Life is just so crazy. Some times I don't even understand myself...


Despite all the friends I've been able to see and the fun activities happening, I always end up feeling down. I guess some things just build up. I'm like a volcano waiting to go off... I can feel it bubbling up, waiting to be poured out, just waiting to cry out to anybody. Anybody who I feel will actually listen, that is. And there really aren't that many people who I feel I can really pour it all out to. (at any rate though, thanks Bo for being there and sitting through my rants...lol)

Between having all of my co-volunteers at the library move and be replaced by a boatload of strangers and a certain practical joke that I won't go into detail of, and the fact that there are certain friends whom I really wish I could talk to more but they've lately been rather unresponsive...eh, life.

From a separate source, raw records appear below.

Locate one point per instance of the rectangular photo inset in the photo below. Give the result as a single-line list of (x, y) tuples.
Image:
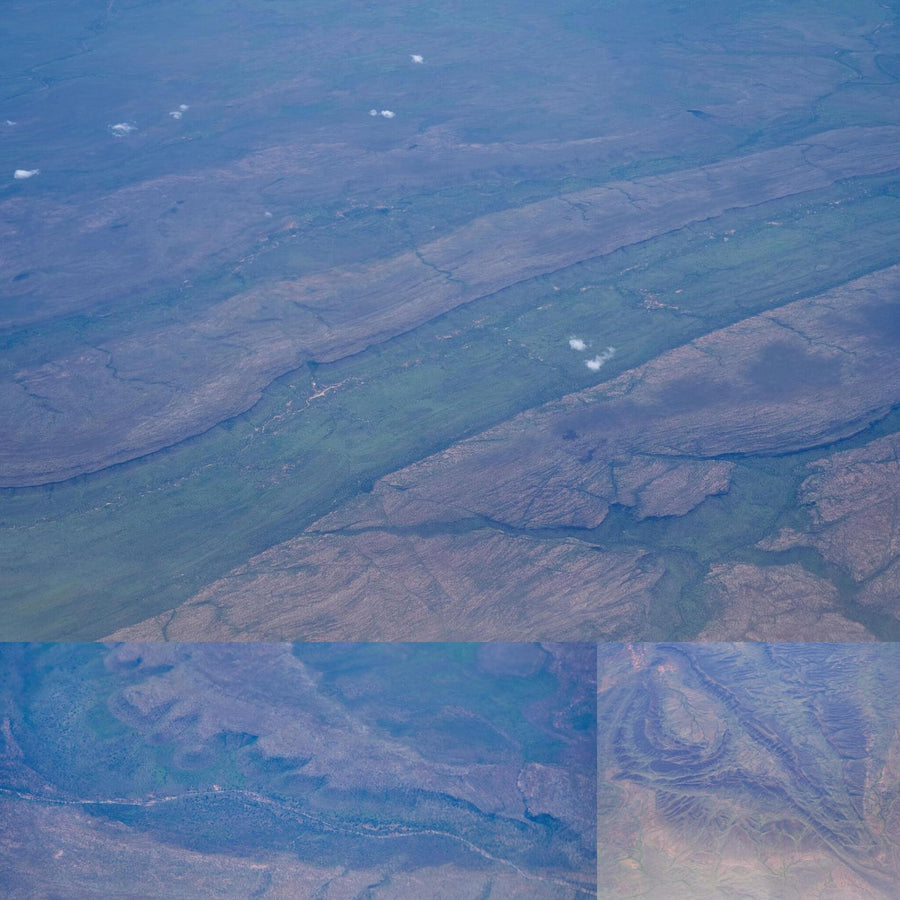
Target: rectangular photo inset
[(298, 771), (757, 770)]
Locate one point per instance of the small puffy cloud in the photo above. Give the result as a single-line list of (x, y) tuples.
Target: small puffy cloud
[(600, 359)]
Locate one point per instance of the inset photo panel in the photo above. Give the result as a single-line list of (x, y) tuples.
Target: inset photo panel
[(320, 771)]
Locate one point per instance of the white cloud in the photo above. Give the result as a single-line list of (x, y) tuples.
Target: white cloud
[(598, 361)]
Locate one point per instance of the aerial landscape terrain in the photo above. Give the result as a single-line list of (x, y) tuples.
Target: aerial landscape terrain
[(450, 321), (323, 771), (749, 770)]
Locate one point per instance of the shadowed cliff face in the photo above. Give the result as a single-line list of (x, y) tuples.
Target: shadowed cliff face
[(768, 769), (272, 770), (515, 517)]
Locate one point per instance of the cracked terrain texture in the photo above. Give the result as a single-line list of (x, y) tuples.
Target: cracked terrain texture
[(275, 368), (286, 771), (749, 770)]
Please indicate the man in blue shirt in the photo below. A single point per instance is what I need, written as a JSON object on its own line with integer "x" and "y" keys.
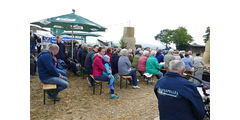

But why am I letting things get my down so much? I don't know. It's like I can't control it any more... I've ignored my problems for so long that they've finally come back to bite me, to get that one last laugh. *sigh*

7 comments:

Katie said...

eruption . . . scary thing. I can feel it bubling up everyonce and a while. When everything seems rather annoying. Life is so confusing.

Sarah said...

Heck yes. It most definitely is!

Katie said...

go into your room and have a private Eruption . .. :)

Sarah said...

Yup. 'Tis what I tend to do most often. If the weather were warmer I'd go and bike until I feel better, but I'm learning the hard way that it is quite miserable to bike in the cold. It makes my head hurt :-P bleh. I just discovered the fact this morning...lol

Anonymous said...

Look to the Light, everything will be ok. Believe me, I have been through that whole thing many times.

Sarah said...

Thanks Lucy :-)
in the back of my mind I had been wondering if perhaps that was one of those things they always talk about where teenagers say "Well nobody understands" and think they're the only ones.

Bo said...

oops . . . . i hope this wasn't from my post . . . . lol. hope you get better!